Measure model fairness mathematically — and understand why you cannot have all metrics at once
There are dozens of proposed fairness metrics, but four are most commonly used in practice. Understanding what each measures — and what it doesn't — is essential.
P(Ŷ=1 | A=0) = P(Ŷ=1 | A=1) The positive prediction rate should be equal across groups A (e.g., race, gender). Easy to measure. Doesn't account for whether underlying rates differ.
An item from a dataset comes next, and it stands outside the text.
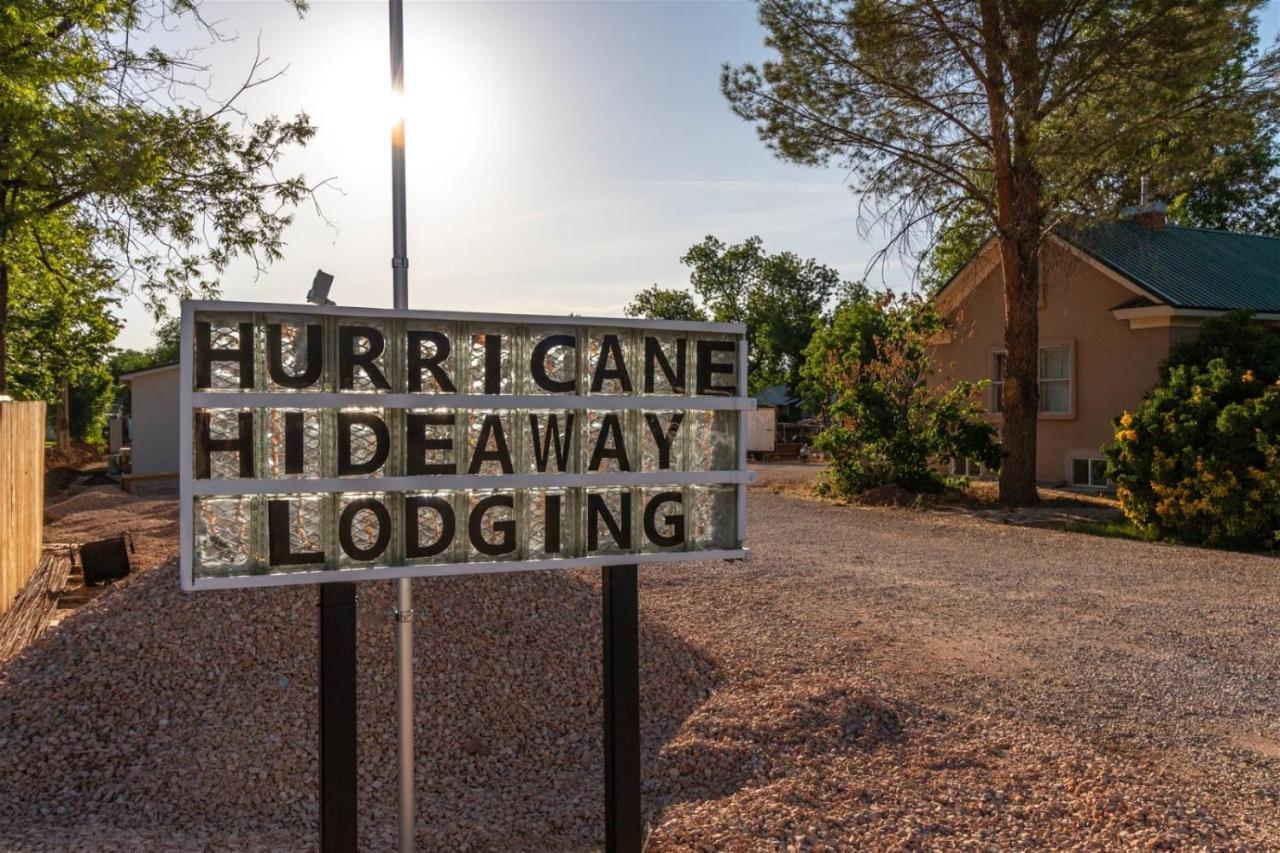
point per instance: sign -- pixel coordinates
(333, 443)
Appropriate when you believe qualification rates should be equal across groups.
P(Ŷ=1 | Y=1, A=0) = P(Ŷ=1 | Y=1, A=1) AND P(Ŷ=1 | Y=0, A=0) = P(Ŷ=1 | Y=0, A=1) Both true positive rates AND false positive rates should be equal across groups. Stronger than demographic parity. The COMPAS standard ProPublica was applying.
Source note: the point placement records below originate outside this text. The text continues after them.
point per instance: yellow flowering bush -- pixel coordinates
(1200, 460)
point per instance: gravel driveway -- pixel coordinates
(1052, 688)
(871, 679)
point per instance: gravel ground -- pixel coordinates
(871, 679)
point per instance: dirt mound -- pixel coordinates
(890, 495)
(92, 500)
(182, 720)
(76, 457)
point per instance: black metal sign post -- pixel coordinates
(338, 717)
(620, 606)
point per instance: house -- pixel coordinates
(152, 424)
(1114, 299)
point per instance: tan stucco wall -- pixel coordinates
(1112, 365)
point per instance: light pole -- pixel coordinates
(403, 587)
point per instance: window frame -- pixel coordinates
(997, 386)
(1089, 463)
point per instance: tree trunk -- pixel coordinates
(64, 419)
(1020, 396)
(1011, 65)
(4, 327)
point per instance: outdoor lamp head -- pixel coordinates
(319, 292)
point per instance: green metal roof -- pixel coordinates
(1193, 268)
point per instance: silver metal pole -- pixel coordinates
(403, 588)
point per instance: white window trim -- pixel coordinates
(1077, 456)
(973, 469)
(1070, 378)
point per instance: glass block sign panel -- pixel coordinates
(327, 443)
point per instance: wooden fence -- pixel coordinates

P(Y=1 | Ŷ=p, A=0) = P(Y=1 | Ŷ=p, A=1) = p A prediction of 70% risk should mean 70% probability of the outcome, regardless of group membership. The standard Northpointe was applying.
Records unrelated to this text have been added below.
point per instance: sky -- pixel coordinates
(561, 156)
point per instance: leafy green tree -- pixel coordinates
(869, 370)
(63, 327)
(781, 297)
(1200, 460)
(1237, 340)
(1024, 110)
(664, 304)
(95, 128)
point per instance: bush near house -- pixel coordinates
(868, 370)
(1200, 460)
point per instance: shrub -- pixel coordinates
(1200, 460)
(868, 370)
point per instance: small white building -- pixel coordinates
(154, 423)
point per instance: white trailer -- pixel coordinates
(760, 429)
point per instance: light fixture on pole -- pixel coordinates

Similar individuals should receive similar predictions. Requires a similarity metric over individuals — which is itself contentious.
from fairlearn.metrics import MetricFrame, demographic_parity_difference, equalized_odds_difference
from sklearn.metrics import accuracy_score, precision_score
# Evaluate model by demographic group
mf = MetricFrame(
metrics={"accuracy": accuracy_score, "precision": precision_score},
y_true=y_test,
y_pred=y_pred,
sensitive_features=sensitive_features, # e.g., gender column
)
print("By group:")
print(mf.by_group)
print()
print(f"Overall accuracy: {mf.overall['accuracy']:.3f}")
print(f"Accuracy difference across groups: {mf.difference()['accuracy']:.3f}")
# Specific fairness metrics
dpd = demographic_parity_difference(y_test, y_pred, sensitive_features=sensitive_features)
eod = equalized_odds_difference(y_test, y_pred, sensitive_features=sensitive_features)
print(f"Demographic parity difference: {dpd:.3f} (0 = perfectly fair)")
print(f"Equalized odds difference: {eod:.3f} (0 = perfectly fair)")